All participants have access to two dashboards:

  • The FitBit dashboard is primarily aimed at monitoring yourself and improving your own life rhythm.
  • The Quantified Workplace dashboard has been designed specifically for Colliers, and it provides insight into the optimal balance between wellbeing, productivity, stress and health.

These factors have never before been studied at the organizational level, making the QWP experiment unique. We are also combining employees’ biological data with their own perceptions. We are measuring stress, for example, based both on physical parameters and on the individual’s own observations. This approach will help us to learn more about the differences between perception and physical manifestation.

We are measuring:

  • Productivity: hours worked and productive hours (as reported by administration systems) and perceived productivity taken from individual employees’ personal daily scores.
  • Stress: FitBit measures heart rate and perspiration, while perceived stress is taken from employees’ personal daily scores.
  • Health: FitBit measures exercise.
  • Wellbeing: daily personal happiness score reported by email.

Participants wear the FitBit device at least 75% of the time. In a practical sense, this means that the participants wear a wristband that measures key vital parameters that are then linked to workplace productivity. In addition, the system prompts participants at random times to give a personal score on their day or week, and it monitors the time they spend in front of a computer. The range of parameters may be expanded during the course of the experiment. Finally, participants will also share information at various times during the experiment by filling in a survey or by means of an interview.

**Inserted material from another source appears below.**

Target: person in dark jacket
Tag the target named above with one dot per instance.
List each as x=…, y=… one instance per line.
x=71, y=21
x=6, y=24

An application – the personal dashboard – gives participants insight into their own performance, which they can then use on their own initiative to make changes in their daily activities and/or working methods. In addition, they may voluntarily choose to share their data (anonymously if desired) in a common Colliers dashboard. This shared dashboard elucidates employees’ happiness or dissatisfaction in various situations, shows their work-related stress levels, and the circumstances under which we perform best as a team.

The experiment is being conducted in association with Middlesex University London. Joost Plattell of the Quantified Self Institute has access to the data, although data analysis will be conducted by an independent programme manager (yet to be appointed). This approach ensures the validity and objectivity of medical analysis, and encourages an unbiased perspective on potential ethical dilemmas. The anonymized data will be made available to Mrs P. Moore at Middlesex University for scientific study.